The human testis is composed of seminiferous tuhules, whose development during adolescence is stimulated by a hormone from the anterior pituitary gland, and interstitial, or Leydig, cells, which when stimulated by another pituitary hormone produce androgens, the most important of which is probably testosterone. Spermatogenesis, the formation of sperm cells, occurs in the seminiferous tubules. The mature sperm are stored in the epididymis and are discharged along with other substances through the ureter during ejaculation.



Size and Growth

During puberty, the testes grow to initiate spermatogenesis . Its size depends on sperm production (amount of spermatogenesis being done in the testes), interstitial fluid , and fluid production from Sertoli cells .


After puberty , the volume of the testes can be increased by up to 500% compared to the size before puberty.

The function of the testes, similar to the ovaries (in women) is the production of the cells responsible for fertilization , the sperm, in addition to the production of sperm , the testes are also the main responsible for the production of male hormones, from which testosterone stands out . These control the development of some characteristics of the man from which they stand out, the growth of hair, as well as the voice, beard , width of bones or muscle development.

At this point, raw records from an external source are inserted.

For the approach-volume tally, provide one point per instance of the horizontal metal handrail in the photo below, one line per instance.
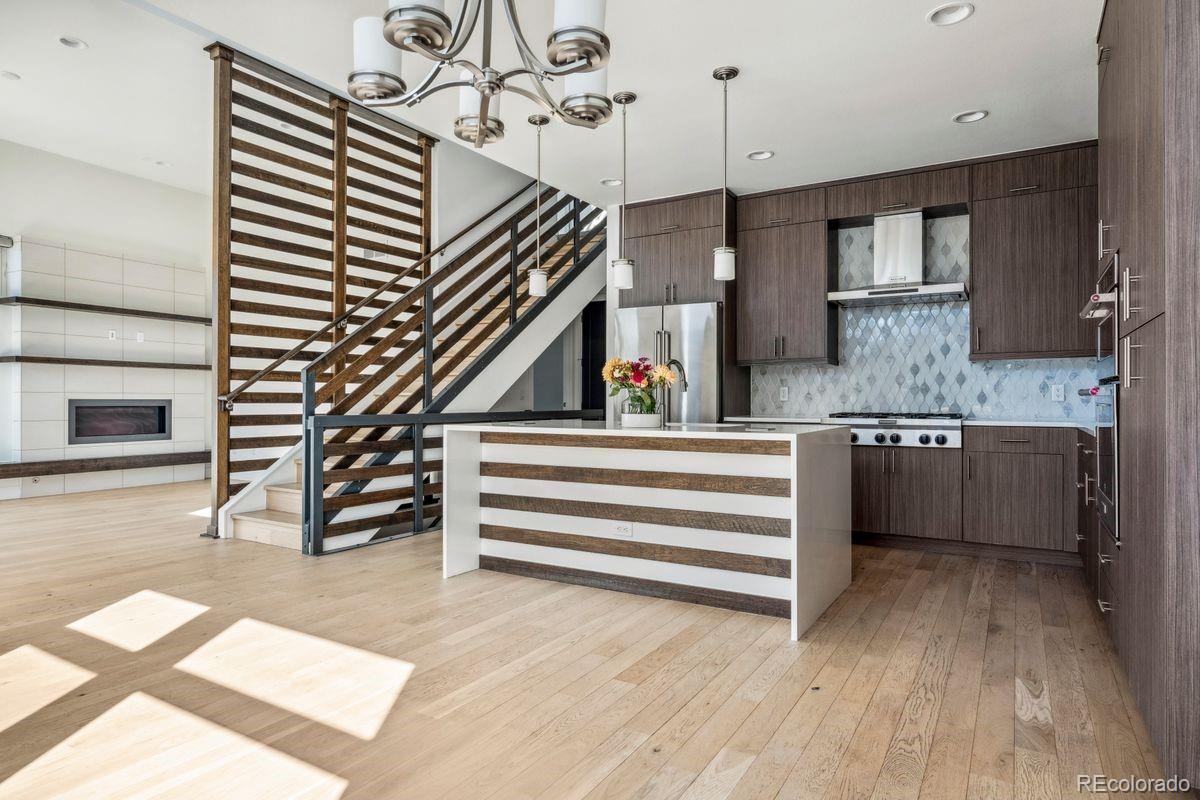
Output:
(341, 319)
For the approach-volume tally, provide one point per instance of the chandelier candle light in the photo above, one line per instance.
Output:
(538, 276)
(724, 257)
(577, 52)
(622, 266)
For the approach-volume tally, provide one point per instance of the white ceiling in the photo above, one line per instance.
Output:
(837, 88)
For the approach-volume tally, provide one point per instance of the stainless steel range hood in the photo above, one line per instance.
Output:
(899, 268)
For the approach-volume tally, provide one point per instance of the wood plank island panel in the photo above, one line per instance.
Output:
(736, 523)
(709, 512)
(648, 551)
(775, 487)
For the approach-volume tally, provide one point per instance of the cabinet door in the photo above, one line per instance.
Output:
(757, 325)
(1025, 276)
(691, 265)
(1144, 557)
(807, 323)
(870, 480)
(1013, 499)
(652, 271)
(927, 493)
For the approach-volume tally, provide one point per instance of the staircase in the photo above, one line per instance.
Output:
(372, 403)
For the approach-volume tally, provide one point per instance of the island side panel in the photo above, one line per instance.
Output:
(711, 524)
(460, 501)
(821, 531)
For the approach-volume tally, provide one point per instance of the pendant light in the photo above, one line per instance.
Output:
(538, 276)
(725, 258)
(622, 266)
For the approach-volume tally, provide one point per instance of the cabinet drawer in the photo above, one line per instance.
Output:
(1029, 174)
(1012, 439)
(916, 191)
(783, 209)
(667, 216)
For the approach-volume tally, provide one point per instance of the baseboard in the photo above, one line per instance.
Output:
(718, 597)
(1055, 558)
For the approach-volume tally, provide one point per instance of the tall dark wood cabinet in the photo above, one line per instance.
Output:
(1032, 224)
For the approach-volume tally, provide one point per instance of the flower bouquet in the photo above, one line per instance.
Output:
(641, 379)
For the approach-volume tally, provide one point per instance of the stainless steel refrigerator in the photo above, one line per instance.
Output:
(690, 334)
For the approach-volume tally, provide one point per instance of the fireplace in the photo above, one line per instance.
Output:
(95, 421)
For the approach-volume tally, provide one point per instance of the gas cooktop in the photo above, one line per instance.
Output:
(901, 428)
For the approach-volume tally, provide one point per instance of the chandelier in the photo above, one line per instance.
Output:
(577, 52)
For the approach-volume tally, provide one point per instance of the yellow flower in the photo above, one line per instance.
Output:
(610, 366)
(665, 374)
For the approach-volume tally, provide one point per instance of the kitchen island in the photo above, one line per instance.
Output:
(748, 517)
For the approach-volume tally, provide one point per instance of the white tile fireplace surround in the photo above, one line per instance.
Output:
(34, 397)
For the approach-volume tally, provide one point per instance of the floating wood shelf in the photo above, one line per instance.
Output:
(72, 465)
(103, 310)
(101, 362)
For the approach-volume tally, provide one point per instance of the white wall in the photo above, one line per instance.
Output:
(91, 235)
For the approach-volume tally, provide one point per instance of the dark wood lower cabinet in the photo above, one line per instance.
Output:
(907, 491)
(1014, 499)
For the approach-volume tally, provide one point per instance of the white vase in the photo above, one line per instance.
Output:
(641, 420)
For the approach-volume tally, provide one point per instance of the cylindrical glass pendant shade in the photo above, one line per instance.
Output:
(579, 13)
(538, 282)
(724, 263)
(623, 272)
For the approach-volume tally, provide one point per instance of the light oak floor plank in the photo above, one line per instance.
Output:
(940, 677)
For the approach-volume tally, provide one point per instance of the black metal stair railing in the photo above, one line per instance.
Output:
(460, 317)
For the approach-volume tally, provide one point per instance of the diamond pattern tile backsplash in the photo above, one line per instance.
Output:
(915, 358)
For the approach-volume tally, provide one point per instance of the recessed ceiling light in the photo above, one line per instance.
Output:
(971, 116)
(949, 13)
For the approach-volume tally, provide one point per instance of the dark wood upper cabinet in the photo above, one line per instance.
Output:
(783, 281)
(927, 498)
(1015, 499)
(781, 209)
(1042, 173)
(937, 187)
(672, 215)
(1030, 275)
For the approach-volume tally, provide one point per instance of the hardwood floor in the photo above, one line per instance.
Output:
(934, 677)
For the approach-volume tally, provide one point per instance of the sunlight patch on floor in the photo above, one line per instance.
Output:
(144, 747)
(343, 687)
(138, 620)
(31, 679)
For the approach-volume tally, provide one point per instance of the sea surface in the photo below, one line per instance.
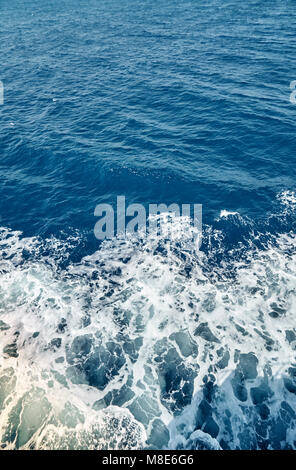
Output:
(144, 342)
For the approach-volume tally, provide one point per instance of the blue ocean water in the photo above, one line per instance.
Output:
(163, 102)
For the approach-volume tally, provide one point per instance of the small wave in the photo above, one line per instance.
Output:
(142, 336)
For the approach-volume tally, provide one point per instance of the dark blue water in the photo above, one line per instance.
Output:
(184, 102)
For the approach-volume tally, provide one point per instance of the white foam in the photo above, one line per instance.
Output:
(133, 289)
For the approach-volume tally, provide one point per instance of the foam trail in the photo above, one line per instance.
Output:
(144, 338)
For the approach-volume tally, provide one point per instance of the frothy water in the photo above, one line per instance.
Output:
(148, 343)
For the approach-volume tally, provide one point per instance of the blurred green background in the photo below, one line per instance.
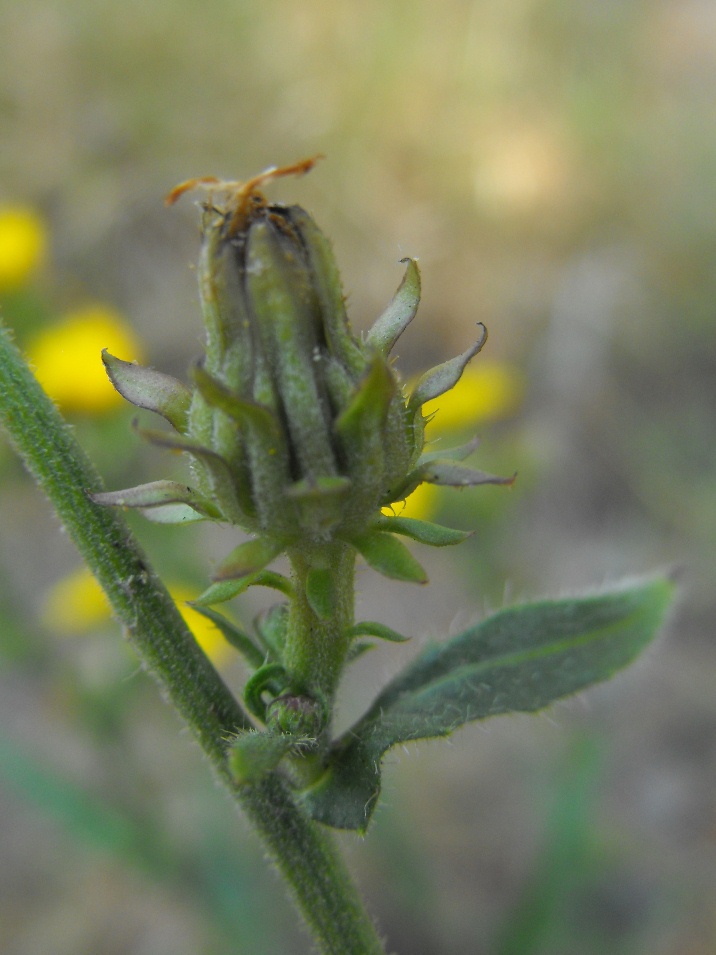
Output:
(553, 166)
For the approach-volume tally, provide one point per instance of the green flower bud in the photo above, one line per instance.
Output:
(312, 423)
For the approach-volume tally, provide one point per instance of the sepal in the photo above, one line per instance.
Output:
(388, 328)
(424, 532)
(149, 389)
(446, 473)
(443, 377)
(370, 628)
(158, 494)
(389, 557)
(248, 558)
(224, 590)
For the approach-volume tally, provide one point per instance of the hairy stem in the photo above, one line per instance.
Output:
(305, 854)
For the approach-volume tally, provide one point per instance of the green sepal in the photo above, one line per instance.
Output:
(389, 557)
(327, 286)
(271, 625)
(521, 659)
(253, 755)
(249, 413)
(149, 389)
(425, 532)
(239, 640)
(173, 514)
(368, 407)
(357, 650)
(225, 590)
(287, 319)
(320, 501)
(450, 454)
(220, 476)
(443, 377)
(369, 628)
(157, 494)
(248, 558)
(321, 592)
(388, 328)
(271, 678)
(447, 474)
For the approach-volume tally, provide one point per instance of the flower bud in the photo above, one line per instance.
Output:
(299, 432)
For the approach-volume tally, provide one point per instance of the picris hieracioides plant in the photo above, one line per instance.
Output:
(300, 434)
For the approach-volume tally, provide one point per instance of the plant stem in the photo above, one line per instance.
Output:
(316, 648)
(305, 854)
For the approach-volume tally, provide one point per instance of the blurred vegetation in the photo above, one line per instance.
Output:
(553, 166)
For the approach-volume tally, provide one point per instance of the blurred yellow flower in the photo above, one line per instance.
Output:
(207, 634)
(77, 604)
(421, 504)
(68, 363)
(23, 241)
(489, 391)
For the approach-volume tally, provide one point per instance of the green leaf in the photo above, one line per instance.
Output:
(369, 628)
(519, 660)
(248, 558)
(321, 591)
(388, 556)
(237, 638)
(224, 590)
(423, 531)
(400, 312)
(149, 389)
(444, 377)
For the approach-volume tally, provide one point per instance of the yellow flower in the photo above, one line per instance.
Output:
(207, 634)
(421, 504)
(490, 391)
(68, 363)
(77, 604)
(23, 241)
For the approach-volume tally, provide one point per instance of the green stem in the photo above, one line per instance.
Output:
(315, 650)
(305, 854)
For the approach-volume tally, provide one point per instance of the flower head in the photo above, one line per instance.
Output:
(23, 240)
(299, 431)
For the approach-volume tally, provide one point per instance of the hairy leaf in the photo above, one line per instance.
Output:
(520, 659)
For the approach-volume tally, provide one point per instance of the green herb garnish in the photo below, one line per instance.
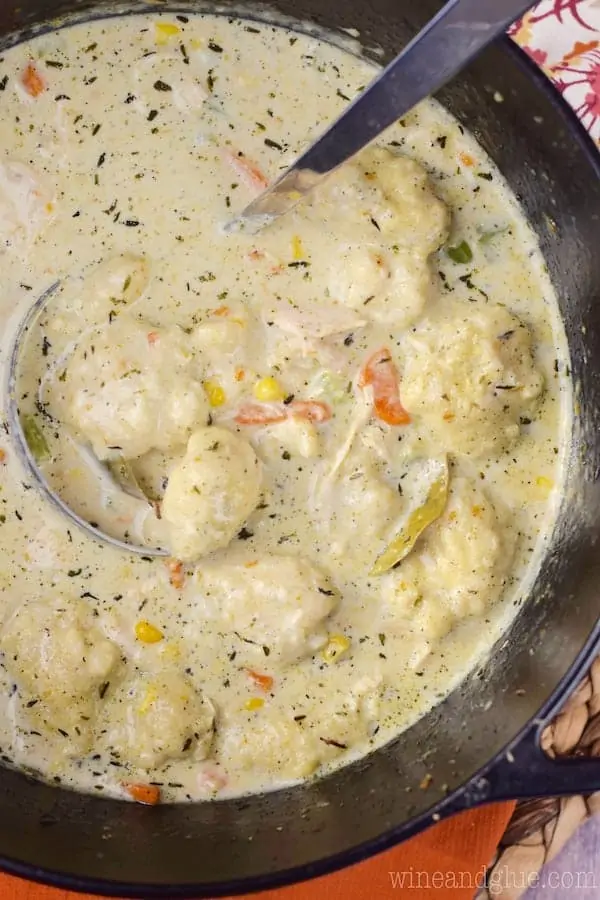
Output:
(462, 253)
(34, 438)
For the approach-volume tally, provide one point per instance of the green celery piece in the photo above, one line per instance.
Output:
(462, 253)
(34, 438)
(419, 519)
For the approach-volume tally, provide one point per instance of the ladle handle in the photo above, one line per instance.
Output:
(460, 30)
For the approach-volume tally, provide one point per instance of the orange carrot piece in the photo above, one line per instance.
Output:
(381, 374)
(260, 414)
(247, 170)
(148, 794)
(255, 254)
(176, 573)
(311, 410)
(264, 682)
(32, 81)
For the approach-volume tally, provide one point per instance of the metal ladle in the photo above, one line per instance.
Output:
(117, 475)
(461, 30)
(458, 33)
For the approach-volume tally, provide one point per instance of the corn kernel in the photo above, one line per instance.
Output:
(544, 484)
(337, 645)
(268, 389)
(254, 703)
(165, 30)
(150, 698)
(297, 248)
(542, 481)
(148, 633)
(215, 393)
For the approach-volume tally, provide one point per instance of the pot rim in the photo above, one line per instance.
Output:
(459, 799)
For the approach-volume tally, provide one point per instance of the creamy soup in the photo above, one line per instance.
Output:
(348, 430)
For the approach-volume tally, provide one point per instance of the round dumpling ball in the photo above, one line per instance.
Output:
(457, 569)
(153, 718)
(278, 602)
(130, 388)
(469, 377)
(210, 493)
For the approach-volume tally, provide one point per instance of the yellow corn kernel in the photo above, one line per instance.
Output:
(215, 393)
(148, 633)
(297, 248)
(254, 703)
(268, 389)
(165, 30)
(337, 645)
(150, 698)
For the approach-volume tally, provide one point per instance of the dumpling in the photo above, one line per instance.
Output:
(277, 747)
(357, 511)
(279, 602)
(130, 388)
(457, 569)
(210, 493)
(118, 280)
(153, 718)
(25, 203)
(468, 376)
(60, 661)
(382, 264)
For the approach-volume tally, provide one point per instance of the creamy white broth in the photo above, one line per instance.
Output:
(119, 669)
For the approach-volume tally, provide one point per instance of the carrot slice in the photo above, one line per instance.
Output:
(264, 682)
(311, 410)
(176, 573)
(247, 170)
(381, 374)
(148, 794)
(32, 81)
(260, 414)
(272, 413)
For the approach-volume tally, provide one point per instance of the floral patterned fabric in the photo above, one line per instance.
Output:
(544, 843)
(563, 37)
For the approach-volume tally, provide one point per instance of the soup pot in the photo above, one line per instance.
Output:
(482, 742)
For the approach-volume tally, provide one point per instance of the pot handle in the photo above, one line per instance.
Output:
(525, 771)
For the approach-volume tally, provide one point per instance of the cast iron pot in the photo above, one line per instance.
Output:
(482, 743)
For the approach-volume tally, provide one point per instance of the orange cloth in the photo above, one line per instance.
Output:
(446, 862)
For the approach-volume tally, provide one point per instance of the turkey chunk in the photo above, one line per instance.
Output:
(60, 660)
(357, 511)
(25, 203)
(457, 569)
(280, 602)
(129, 388)
(151, 719)
(469, 376)
(210, 493)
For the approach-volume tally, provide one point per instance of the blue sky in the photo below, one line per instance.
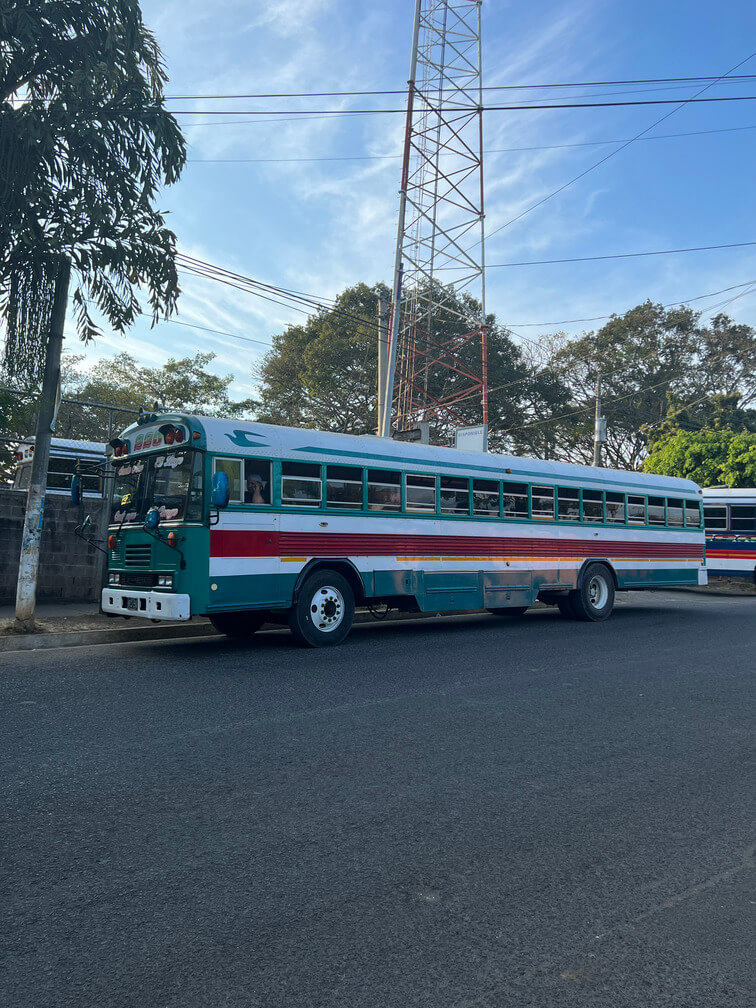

It is more common for one testicle to hang a little lower than the other. The percentage of men with the lowest left testicle and the lowest right testicle is practically the same. This is due to differences in vascular anatomical structure on the left and right sides.

Temperature Regulation

In terrestrial mammals the testes are located outside the body, suspended by the spermatic cord, inside the scrotum . This allows for more efficient spermatogenesis in mammals, due to the fact that the enzymatic activity of spermatogenesis has an optimal temperature, about 1 °C lower than the body temperature, which is 37 °C in humans.

The cremasteric muscle forms part of the spermatic cord . When this muscle contracts, the cord is shortened and the testicle is moved towards the body, which provides a warm-up that is very important for maintaining optimal temperature. When cooling is needed, the cremasteric muscle relaxes and the testicle is lowered and thus moves away from body heat. This phenomenon is called the cremasteric reflex . It also occurs in response to stress (the testes rise towards the body in order to protect the body in a fight), and there are also several reports that its relaxation indicates an approach to orgasm .. There is also a strong tendency for the muscle to contract and thus the testicle to retract during orgasm.

The testes can also be lifted voluntarily using the pubococcygeus muscle , which partially activates related muscles.

Many animals that have a low body temperature, such as elephants and rhinos , do not have external scrotal sacs; his testicles remaining inside the abdomen.


In the dolphin , as a matter of hydrodynamics, the testes are also located inside the abdominal cavity, but to resolve the issue of temperature, there is a slight change in the blood flow in male dolphins, as the blood before going to the testes, goes first to the dorsal fin. where it is slightly cooled and thus the temperature of the testicles is kept lower than that of the rest of the body.

Other non-mammalian animals do not have externalized testes. Birds , for example, have internal testes. It is theorized that these animals use their air sac to cool the testicles, but this theory has not yet been definitively proven.